With all these responsibilities floating around, it can easily feel like there isn’t room for dreams. When do those fit in? Between 3-5am? On the first and third Wednesday of every month?

But here’s a challenge that I give myself. When I have a rare moment of silence, no kids running around screaming at the top of their lungs, or responsibilities piling up by the second. I sit there and I ask God to remind me of the dreams he has fulfilled.

What were the things that I thought I’d never be able to do, and then did anyway?
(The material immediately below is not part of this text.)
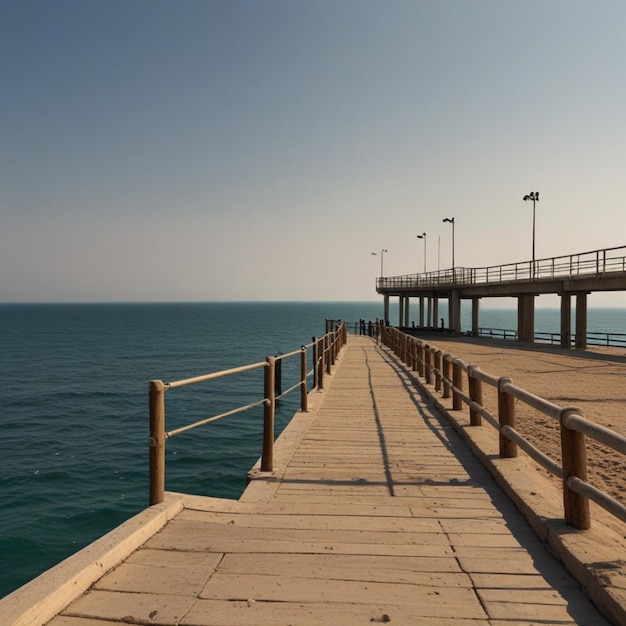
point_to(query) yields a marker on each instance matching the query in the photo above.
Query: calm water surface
(74, 412)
When I look back, it reminds me of all the times I stood, shaking my head, thinking, “That’s impossible.” All the times I tried crunching numbers that seemed impossible to come out even, but then did. Never, for one moment, have I lacked the guiding hand of my Father, and the comforting whisper to try. And always, without fail, when I start to walk forward, the pieces come together seamlessly.

My favorite part about following your dreams and ambitions is that it starts what I like to call, Dream Dominoes. People inspire people. Stories inspire stories. When we step out of our comfort zones we empower others to do the same.
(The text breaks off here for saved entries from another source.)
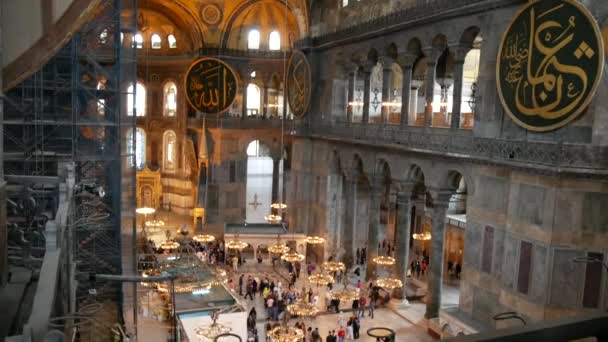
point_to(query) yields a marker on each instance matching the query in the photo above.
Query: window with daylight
(172, 41)
(253, 99)
(155, 41)
(170, 96)
(170, 150)
(137, 147)
(138, 41)
(140, 100)
(253, 40)
(274, 41)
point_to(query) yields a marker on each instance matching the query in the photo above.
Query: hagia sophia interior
(303, 170)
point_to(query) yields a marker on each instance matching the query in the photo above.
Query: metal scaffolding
(74, 111)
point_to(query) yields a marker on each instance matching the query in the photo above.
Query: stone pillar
(350, 213)
(387, 73)
(431, 71)
(366, 95)
(265, 105)
(441, 200)
(375, 197)
(459, 54)
(402, 247)
(351, 96)
(244, 113)
(275, 179)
It always blows my mind when I take a step into an unknown place I feel called to and, all of the sudden, others start telling me about how they’ve decided to pursue things in their own lives as a result. It makes you wonder, what if changing the world is as simple as taking a chance on the things your heart beats for?

We never know the impact our own lives can have, until we step away from the comfortable and start paving our own paths. To stay safe may feel comfortable, but that doesn’t guarantee that the comfortable is safe.
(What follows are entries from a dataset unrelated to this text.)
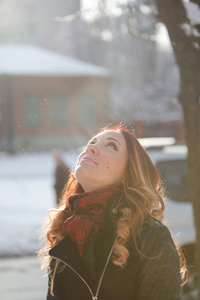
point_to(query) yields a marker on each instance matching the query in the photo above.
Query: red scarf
(87, 218)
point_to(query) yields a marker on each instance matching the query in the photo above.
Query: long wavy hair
(142, 196)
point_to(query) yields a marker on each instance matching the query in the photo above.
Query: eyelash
(112, 144)
(109, 144)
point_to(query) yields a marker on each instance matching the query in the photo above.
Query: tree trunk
(173, 14)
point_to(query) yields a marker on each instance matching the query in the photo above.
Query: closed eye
(112, 145)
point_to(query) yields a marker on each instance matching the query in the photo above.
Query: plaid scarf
(87, 215)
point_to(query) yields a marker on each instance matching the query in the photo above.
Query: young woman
(106, 240)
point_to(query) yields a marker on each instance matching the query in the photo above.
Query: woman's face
(103, 162)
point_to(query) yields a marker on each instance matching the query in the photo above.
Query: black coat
(154, 278)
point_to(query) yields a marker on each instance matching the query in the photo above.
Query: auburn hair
(142, 196)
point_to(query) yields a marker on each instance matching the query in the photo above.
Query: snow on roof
(22, 60)
(193, 11)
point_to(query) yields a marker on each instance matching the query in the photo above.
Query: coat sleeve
(159, 272)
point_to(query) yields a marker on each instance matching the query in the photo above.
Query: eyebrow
(109, 138)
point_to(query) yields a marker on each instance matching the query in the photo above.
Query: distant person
(62, 172)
My challenge for you, today, is to grab a notebook and write down three things you dream about having happen in your future. But, FIRST, write down three things that have happened in your past. Dreams that you never thought could turn into realities, but then did. It doesn’t matter if they turned out like you thought they would, or went according to plan, just that they happened.

Here are mine:

P A S T:

  1. I travelled farther than anyone else in my family. When I went to India I had no idea how I would scrape together $2,500 for the trip but, in the end, I had the exact amount of money I needed in my bank account.
  2. I wanted to intern with Krochet Kids International more than anything in the world. For two years I hoped and prayed that I would get an opportunity to work for such an awesome organization, and then I got chosen as a summer intern. I couldn’t believe it! I had wanted it for so long that I almost cried when I found out I would be working there.
  3. I went to college. Financially it seemed improbable that I would get there, let alone graduate. But I did – with honors. And everyone who ever told me I couldn’t because of my age, race, social standing or gender had to sit there and watch me succeed.

F U T U R E:

  1. I want to work somewhere that allows me to combine what I’m passionate about with my talents. I want to help people. I want to inspire hope in women who have been lied to about their worth and their place in this world. I want to write and explore and wake up every morning knowing that what I’ll do that day will change lives.
  2. I want to write a book. I don’t know what about or how on earth this is going to happen, but I want to write a book and have it published, even if there’s only one copy and it’s sitting on my bookshelf.
  3. I want to adopt. Probably not for a long time, obviously, but adoption is something that’s really close to my heart. I don’t have specific plans… actually I think it’s kind of weird when people pick a favorite country, or custom order what kind of kid they want, but this is something that has been on my heart for a wh-ile.

 

And that’s me! What are your guys’ dreams?